A lot of attention has been paid to Stafford's writings on peace, including a collection of poems and essays, and a documentary film based upon the collection, both works entitled "Every War Has Two Losers." Interestingly enough, not much has been said about Stafford's religious and spiritual writings. Generally he is thought to have been secular, though I wonder if he fell more along the the lines of secular Christianity, that is, believing basic principles of the faith, while not making a distinction between religious and nonreligious realms of culture. He was asked in a 1993
interview with The Paris Review if he considered himself a Christian poet. Here is his response:
I might describe myself as a religious poet whose vocabulary, reference points, and surrounding culture are phrased in Christian terms. I think I would be whatever religion there was in the society around me; it’s not the local content of the religion that possesses me, but the general attitude, the way of living that recognizes more than we know.

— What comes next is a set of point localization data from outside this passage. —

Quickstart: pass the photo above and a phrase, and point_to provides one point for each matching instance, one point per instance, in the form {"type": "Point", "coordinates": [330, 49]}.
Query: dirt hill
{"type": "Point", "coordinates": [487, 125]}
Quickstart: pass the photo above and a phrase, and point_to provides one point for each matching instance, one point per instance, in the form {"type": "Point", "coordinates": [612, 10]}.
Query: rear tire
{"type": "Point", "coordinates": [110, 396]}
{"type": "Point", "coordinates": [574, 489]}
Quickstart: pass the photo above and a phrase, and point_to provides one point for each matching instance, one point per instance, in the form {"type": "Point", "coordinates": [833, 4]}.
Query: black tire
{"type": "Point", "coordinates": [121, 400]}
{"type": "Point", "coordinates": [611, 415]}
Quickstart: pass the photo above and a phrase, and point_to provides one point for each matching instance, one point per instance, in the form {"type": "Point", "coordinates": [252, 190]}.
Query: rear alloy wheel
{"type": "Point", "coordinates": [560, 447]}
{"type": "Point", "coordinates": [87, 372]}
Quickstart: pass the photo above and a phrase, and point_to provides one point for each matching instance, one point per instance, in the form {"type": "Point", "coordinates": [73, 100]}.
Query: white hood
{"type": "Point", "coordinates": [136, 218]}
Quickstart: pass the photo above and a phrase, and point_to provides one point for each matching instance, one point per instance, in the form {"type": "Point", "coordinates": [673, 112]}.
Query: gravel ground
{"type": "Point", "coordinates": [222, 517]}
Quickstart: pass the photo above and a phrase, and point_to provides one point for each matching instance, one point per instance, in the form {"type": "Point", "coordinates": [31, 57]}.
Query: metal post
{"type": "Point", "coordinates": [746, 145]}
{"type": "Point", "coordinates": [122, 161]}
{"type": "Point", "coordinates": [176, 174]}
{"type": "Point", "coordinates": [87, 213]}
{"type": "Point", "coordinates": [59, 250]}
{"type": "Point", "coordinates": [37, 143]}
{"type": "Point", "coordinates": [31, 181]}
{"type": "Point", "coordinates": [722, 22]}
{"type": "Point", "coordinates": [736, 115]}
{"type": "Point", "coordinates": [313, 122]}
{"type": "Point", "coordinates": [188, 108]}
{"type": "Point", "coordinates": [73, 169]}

I have begun to read critics' views on Stafford to find what others readers have found in his work that hints toward some spiritual stance, and have found that many call him a mystic but almost always qualify it by explaining that his poems are rooted in the daily world. Stafford, then, was not interested in transcending the world, but entering into it to find "more than what we know." I have also started to identify poems and essays by Stafford that say something of his religious and spiritual views. I am also interested in researching these questions in the Stafford archives in Portland, Oregon and interviewing scholars and writers who may be familiar with this aspect of his work. Possible outcomes could be an anthology of Stafford's writings on spirituality and religion with an introduction, or a book length essay. I will see what possibilities arise. For now, I will keep reading.